I could never motivate myself to write a diary. I’d start in January, a little late, never on the 1st. I might backdate a few entries. And then I’d stop after a week or so. Maybe because there was nothing interesting to write. Nothing interesting happens anyway, and even less happens in early January. Maybe it had yet to hardwire itself into my routine. What I wrote was dull, or self-absorbed, or embarrassing. Who would want to read it? Who would read it? Was I just going to leave my diary hanging around, or was I planning on there being some sort of posthumous release after a long and yet-to-be-decided career?
My first encounter with blogging was coming across Livejournal. This was blogging as an online journal. There were smiley faces and sad faces to articulate how the author felt and everything. It was far too personal for me. I liked the anonymity of the internet, that you could lurk, or post as HulkFan999 and nobody would know who you are. You didn’t have to be yourself, if you didn’t want to be. You didn’t have to be anybody.
Now there is that weird mix of transparency (This is me. This is my real name. This is what I think.) and personal branding (This is who I am presenting myself to be. This is the Me I want you to Like.). We write and, more frequently, curate according to not only what we like, but also according to how we want to be seen. I have trouble with this. I like that I’m a bit of a mess, that I’m interested in lots of different, unrelated things. I also like to keep a little bit of Me to myself.
So, I suspect that this is why after 400 posts this is still a tiny, unloved corner of the internet. And I like it that way. This place is primarily here for my benefit. The self-indulgent posts (like this one) are here for me. The ill-thought-out ones (like this one) are that way because I’d rather just throw something out there than spend ages polishing something that won’t be read and won’t matter. I like throwing up silly videos. I like the padding. I like the incoherence.
That is not to say that I don’t care about this place, or what I write. Far from it. But I’ve never wanted it to become a chore. Blogging, or building your online brand, or whatever other bullshit Online Gurus peddle is no fun and a quick route to the rotting of your soul. Reaching 400 posts with no real success to speak of, I felt initially was a bit of a waste of time. No doubt it is, but it has been a lot more rewarding than marketing myself, or my site towards some vague goal of monetization or a book deal or internet fame. I’ve probably improved my writing a tiny bit. I’ve come across a fair few more interesting and talented writers than myself. That’s worth something.
Having my stuff read by someone is certainly a motivating force. I’m vain enough to enjoy the instant feedback. I get a little giddy when my visitor numbers hit double figures. Yet I’m aware that this isn’t really the place to pimp everywhere, or attempt ‘blogger outreach’ or link building or whatever else. It feels a little odd that people I know in real life are aware of this place. I think I’m happier with a small readership.
I don’t know where this is heading. As usual, I haven’t really thought it through.

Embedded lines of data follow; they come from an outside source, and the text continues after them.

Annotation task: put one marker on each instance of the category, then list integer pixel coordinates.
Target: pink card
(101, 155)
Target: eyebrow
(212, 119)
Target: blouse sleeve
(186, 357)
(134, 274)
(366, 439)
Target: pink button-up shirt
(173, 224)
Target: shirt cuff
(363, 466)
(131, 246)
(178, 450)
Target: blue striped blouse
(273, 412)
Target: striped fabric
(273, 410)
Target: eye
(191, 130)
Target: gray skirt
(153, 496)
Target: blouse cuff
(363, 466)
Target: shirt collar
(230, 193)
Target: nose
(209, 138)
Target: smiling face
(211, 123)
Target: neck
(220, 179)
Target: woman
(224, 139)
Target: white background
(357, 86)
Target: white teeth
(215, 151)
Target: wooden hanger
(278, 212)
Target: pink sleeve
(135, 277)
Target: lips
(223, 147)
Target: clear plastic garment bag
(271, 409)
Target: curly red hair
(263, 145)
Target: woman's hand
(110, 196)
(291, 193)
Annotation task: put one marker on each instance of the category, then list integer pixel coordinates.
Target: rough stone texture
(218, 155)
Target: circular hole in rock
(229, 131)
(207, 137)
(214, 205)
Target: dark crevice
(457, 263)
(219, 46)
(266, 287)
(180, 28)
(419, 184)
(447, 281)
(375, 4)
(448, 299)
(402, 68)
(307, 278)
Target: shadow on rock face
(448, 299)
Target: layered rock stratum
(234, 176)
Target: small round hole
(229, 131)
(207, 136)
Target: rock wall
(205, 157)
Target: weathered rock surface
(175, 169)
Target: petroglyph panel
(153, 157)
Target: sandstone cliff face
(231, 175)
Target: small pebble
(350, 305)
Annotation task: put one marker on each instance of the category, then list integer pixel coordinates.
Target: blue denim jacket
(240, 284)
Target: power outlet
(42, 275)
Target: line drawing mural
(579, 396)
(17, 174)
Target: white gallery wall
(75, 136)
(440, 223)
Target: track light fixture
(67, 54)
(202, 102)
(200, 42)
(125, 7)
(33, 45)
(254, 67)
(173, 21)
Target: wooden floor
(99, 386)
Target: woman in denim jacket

Perhaps it is just down to the fact that I couldn’t find an image that incorporated a big “400”, which I planned to post with a brief note saying “Yay, I’ve reached a minor milestone!”. Or it is down to the fact that the blog will be five years old in a couple of months and I’ll probably post a variant of this post again. I suspect there has been a fair bit of repitition and will be a fair bit more. I’ve only got so much to say. Plus, of those 400 posts a fair few aren’t real posts, they are just YouTube links or something else that is equally lazy.
Anyway, thanks for reading. This has been more fun than a diary, and I suspect will continue to be.
Images from NASA and the US National Archives, both via Flickr.
Congrats on 400 posts, here’s to 400 more, etc.
It’s a shame that maco-blogging isn’t as popular as it used to be. I remember when about half my friends had a blog, and it was a great place to tell jokes, vent, etc. But it became more convenient and easier to transition to quicker sites like Facebook and Twitter. And don’t get me wrong, I love being able to connect with people via Facebook (and to a lesser extent Twitter, which I find doesn’t work the way my brain wants to work). But I do feel like a blog is a nearly perfect way to talk about ideas, which can spur on real life conversations. It’s much harder to have a serious discussion about a Facebook post. So kudos to you, and I’m impressed that you can keep yourself internally motivated to keep blogging even if you feel that your page is a “tiny, unloved corner of the Internet.” You do a great job with all your posts, and the posts don’t feel “self indulgent” or “ill thought out.”
And again, congrats on 400 posts, here’s to 400 more, etc.!
Well done on reaching 400, Steve. A milestone worth celebrating!
Totally agree with Mike above. There’s nothing wrong with being a tiny corner of the internet – and you’re certainly not unloved. Just think of your audience as small but perfectly formed. (Neither of which descriptors apply to me, sadly!)
The most important thing is that you still enjoy what you do enough to have reached 400 posts. What anyone else thinks is secondary, really. If you still feel motivated to blog, you’re obviously doing something right.
Thanks for the kind words guys, and thank you for reading/commenting – it certainly keeps me motivated to keep writing! Blogging is certainly more satisfying when it feels a little bit like a conversation rather than just talking to an empty room.